In the context of drone delivery, ensuring precise and obstacle-free navigation remains a critical challenge. Cameras, though effective in specific scenarios, encounter drawbacks such as reduced visibility during bad weather or in low-light conditions. Unlike stereo cameras, monocular cameras face challenges when it comes to accurately perceiving complex 3D environments. Additionally, the challenge lies in classifying all potential obstacles within the environment—ranging from trees and power lines to streetlight poles and other drones. The finite dataset upon which obstacle detection operates cannot encompass every object present. However, 3D data circumvents the need to recognize individual objects, focusing instead on their positions and velocities relative to the drone. This information empowers an unsupervised optimization of the obstacle avoidance system, enhancing operational efficiency.

Abstract

This project dives into practical point cloud analysis using the KITTI dataset. We first use Open3D for visualization and employ Voxel Grid for downsampling. We then apply the RANSAC algorithm to segment obstacles from the road surface, enhancing scene understanding. Utilizing DBSCAN clustering, we cluster similar obstacles for more accurate spatial insight. To enable tracking, 3D bounding boxes are created around each obstacle. Finally, we employ surface reconstruction on a custom point cloud generated by an iPhone's LiDAR. The objective of this project was to demonstrate the application of Machine Learning algorithms for processing point cloud data in 3D space.

Plan of Action

  1. Understanding LiDARs
  2. Point Cloud Processing
  3. Downsampling with Voxel Grid
  4. Segmentation with RANSAC
  5. Clustering with DBSCAN
  6. 3D Bounding Box with PCA
  7. Surface Reconstruction

1. Understanding LiDARs

1.1 What is a LiDAR?

LiDAR stands for Light Detection And Ranging. It is a active remote sensing technology that uses laser pulses to measure distances and create precise 3D representations of objects and environments. Note that an active system generates its own energy, in this case, light, to measure objects or features on the ground. By emitting laser beams and measuring their reflections, LiDAR captures detailed spatial data, making it valuable in various fields like mapping, environmental monitoring, forestry, and autonomous vehicle.

1.2 How LiDAR works?

LiDAR technology operates by emitting short laser pulses toward the target area. These pulses hit surrounding objects and return to the LiDAR sensor. By calculating the time it takes for the pulses to return (time of flight), the system determines the distance to each object with high accuracy. Additionally, LiDAR can measure the intensity of the returned laser light, providing information about the objects' reflectivity or composition.

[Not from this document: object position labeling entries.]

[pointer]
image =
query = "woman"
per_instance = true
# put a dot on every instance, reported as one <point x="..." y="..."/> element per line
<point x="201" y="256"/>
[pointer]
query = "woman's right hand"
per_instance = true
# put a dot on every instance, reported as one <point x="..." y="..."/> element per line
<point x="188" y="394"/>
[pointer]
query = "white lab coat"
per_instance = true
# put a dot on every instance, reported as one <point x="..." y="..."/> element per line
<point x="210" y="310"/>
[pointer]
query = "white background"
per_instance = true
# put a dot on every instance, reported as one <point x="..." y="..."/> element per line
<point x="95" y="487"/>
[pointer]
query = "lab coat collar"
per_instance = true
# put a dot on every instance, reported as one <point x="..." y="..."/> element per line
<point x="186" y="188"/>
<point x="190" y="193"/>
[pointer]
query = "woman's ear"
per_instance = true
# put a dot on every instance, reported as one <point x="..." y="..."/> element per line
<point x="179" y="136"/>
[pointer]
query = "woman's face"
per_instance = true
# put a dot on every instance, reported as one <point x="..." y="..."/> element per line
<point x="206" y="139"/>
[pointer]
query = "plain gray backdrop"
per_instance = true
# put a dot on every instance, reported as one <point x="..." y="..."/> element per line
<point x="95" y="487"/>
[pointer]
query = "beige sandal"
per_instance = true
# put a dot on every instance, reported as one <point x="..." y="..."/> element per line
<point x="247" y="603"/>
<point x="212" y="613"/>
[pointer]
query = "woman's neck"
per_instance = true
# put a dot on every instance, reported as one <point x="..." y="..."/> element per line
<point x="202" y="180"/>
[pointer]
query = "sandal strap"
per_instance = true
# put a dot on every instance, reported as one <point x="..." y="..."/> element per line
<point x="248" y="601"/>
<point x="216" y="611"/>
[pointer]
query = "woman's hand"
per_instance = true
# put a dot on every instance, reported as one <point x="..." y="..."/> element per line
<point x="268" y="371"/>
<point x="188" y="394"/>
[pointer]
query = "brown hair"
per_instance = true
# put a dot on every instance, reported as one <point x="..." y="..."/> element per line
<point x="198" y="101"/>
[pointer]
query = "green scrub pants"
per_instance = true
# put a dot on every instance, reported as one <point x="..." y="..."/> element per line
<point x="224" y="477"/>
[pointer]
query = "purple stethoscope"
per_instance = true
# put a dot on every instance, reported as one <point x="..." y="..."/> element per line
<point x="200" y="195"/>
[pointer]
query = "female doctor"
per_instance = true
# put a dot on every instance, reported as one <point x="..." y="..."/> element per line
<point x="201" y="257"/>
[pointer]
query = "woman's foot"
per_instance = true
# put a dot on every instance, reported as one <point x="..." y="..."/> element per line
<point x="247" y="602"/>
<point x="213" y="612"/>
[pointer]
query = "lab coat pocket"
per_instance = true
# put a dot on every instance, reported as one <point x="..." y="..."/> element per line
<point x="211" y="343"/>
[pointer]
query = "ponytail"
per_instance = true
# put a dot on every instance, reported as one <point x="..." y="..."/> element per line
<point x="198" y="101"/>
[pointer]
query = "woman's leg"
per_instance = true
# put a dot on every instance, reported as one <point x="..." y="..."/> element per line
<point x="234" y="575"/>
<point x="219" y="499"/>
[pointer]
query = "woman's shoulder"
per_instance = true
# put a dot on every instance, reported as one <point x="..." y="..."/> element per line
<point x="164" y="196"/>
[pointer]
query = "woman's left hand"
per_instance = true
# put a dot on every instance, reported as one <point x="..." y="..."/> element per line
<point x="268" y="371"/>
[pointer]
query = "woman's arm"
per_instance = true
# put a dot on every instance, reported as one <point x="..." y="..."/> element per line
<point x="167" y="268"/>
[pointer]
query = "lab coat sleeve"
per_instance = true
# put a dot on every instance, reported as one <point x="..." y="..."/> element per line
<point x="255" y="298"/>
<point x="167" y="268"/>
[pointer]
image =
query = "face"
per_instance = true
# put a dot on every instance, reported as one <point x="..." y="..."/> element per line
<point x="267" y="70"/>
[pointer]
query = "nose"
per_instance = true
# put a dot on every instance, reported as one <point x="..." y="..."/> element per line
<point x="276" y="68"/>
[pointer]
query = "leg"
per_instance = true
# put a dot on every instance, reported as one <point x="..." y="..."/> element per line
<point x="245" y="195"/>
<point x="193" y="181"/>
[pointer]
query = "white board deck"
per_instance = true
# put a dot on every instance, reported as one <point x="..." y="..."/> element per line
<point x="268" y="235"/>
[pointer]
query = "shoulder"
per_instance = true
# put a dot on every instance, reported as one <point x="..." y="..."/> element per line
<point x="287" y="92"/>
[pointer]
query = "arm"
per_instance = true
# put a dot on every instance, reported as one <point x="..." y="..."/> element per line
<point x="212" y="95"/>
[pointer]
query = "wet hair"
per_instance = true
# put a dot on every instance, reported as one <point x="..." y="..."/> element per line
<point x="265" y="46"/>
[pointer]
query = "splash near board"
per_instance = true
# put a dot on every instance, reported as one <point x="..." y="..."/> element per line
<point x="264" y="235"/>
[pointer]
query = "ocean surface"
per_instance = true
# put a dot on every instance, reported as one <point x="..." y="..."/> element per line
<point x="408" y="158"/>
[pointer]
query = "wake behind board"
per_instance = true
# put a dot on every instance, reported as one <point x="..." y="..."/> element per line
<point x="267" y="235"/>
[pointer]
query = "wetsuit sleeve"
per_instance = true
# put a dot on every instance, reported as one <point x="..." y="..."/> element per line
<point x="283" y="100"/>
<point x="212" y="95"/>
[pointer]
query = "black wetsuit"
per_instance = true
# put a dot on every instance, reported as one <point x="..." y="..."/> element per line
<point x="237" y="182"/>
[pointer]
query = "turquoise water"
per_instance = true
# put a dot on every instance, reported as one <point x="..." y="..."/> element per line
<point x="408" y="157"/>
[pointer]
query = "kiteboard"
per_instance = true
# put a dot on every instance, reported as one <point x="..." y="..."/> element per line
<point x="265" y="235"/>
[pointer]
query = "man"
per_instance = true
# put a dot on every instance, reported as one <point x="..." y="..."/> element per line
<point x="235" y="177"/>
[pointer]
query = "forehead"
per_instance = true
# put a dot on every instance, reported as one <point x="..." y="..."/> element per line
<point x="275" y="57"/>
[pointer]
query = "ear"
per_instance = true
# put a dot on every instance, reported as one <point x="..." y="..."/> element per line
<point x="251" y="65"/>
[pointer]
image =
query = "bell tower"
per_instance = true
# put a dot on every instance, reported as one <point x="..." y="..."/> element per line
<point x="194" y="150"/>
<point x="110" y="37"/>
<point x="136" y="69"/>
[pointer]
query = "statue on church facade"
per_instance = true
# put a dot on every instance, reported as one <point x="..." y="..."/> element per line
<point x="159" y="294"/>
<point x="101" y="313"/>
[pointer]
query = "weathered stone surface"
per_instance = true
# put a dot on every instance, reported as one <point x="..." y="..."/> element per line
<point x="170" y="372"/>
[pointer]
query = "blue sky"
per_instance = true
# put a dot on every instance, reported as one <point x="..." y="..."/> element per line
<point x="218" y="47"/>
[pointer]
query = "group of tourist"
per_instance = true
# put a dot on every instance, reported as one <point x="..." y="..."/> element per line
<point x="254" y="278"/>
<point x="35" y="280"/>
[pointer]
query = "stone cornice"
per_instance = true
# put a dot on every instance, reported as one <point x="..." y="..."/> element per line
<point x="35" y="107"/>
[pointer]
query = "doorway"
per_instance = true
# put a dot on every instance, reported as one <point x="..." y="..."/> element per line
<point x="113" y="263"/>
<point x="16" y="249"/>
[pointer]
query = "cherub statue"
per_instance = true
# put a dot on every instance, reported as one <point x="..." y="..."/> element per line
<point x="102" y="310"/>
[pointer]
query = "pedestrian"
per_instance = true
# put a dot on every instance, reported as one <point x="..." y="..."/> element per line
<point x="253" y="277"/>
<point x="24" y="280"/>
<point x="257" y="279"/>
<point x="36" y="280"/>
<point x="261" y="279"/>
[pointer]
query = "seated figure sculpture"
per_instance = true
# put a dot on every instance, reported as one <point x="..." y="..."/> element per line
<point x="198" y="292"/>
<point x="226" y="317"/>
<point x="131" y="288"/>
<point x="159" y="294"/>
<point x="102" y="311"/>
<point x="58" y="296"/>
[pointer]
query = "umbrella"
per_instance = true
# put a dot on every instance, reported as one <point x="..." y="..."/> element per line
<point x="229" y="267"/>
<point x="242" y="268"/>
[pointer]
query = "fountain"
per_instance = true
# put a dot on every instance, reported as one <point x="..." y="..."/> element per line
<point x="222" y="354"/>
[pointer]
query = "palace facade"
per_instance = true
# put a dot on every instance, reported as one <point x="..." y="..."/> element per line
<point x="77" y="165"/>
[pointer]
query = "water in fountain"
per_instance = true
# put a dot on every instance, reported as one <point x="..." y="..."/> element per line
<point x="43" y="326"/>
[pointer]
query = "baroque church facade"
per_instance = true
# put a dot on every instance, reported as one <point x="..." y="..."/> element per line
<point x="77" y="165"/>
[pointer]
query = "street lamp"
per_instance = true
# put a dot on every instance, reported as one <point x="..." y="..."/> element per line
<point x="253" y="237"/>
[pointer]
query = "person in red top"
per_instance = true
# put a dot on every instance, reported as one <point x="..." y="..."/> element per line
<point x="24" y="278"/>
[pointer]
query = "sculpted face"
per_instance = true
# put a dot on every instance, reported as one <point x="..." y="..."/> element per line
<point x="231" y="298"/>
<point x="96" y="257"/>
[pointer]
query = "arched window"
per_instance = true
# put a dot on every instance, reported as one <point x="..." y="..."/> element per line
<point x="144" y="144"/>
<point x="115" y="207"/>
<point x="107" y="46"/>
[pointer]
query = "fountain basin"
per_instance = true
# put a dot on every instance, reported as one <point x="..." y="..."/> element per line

Distance = (Speed of light x time of flight) / 2

Note that we divide by 2 in the equation because we only want the distance from the object to the lidar.

  • Waveform: Distribution of energy that returns to the sensor
  • Intensity: Amount of energy that returned to the sensor
  • Peaks: Areas where more photons or more light energy returns to the sensor

1.3 Types of LiDAR

1.3.1 Scanning

1. Mechanical LiDAR: Employ moving parts, typically rotating mirrors or oscillating prisms, to steer the laser beam and scan the surroundings, achieving a 360-degree field of view.

2. Solid-State LiDAR: Use semiconductor components to generate and manipulate laser beams, eliminating the need for moving parts. This design enhances reliability and reduces size and weight.

- MEMs: Micro-Electro-Mechanical Systems (MEMS) LiDAR leverages tiny, microfabricated mirrors to direct laser beams. MEMS LiDARs offer high-speed scanning capabilities and compact form factors.

- OPA: Optical Phased Array (OPA) LiDAR utilizes electronically controlled optical elements to steer laser beams without moving parts. OPA LiDARs provide rapid beam steering, allowing for real-time data acquisition and high-resolution mapping.

3. Flash LiDAR: Also known as single-shot or non-scanning LiDAR, illuminates the entire field of view simultaneously with a single pulse of laser light. This type of LiDAR offers high data acquisition rates, making it suitable for real-time applications.

y2mate.is.-.How.Ouster.Digital.Lidar.works-fFEmWubsE8U-720p-1692370527.4.mp4

1.3.2 Dimension

1. 2D: Measures distances in 2D space, typically along a single plane. 2D LiDAR provides information about the distances and angles of objects in that plane but does not capture information about objects in the vertical direction.

2. 3D: Measures distances in 3D space, providing information about objects in both the horizontal and vertical directions. Each point in the point cloud contains the X, Y, and Z coordinates. By calculating the distance and angle of the laser beams, 3D LiDAR generates a 3D point cloud that represents the surveyed scene.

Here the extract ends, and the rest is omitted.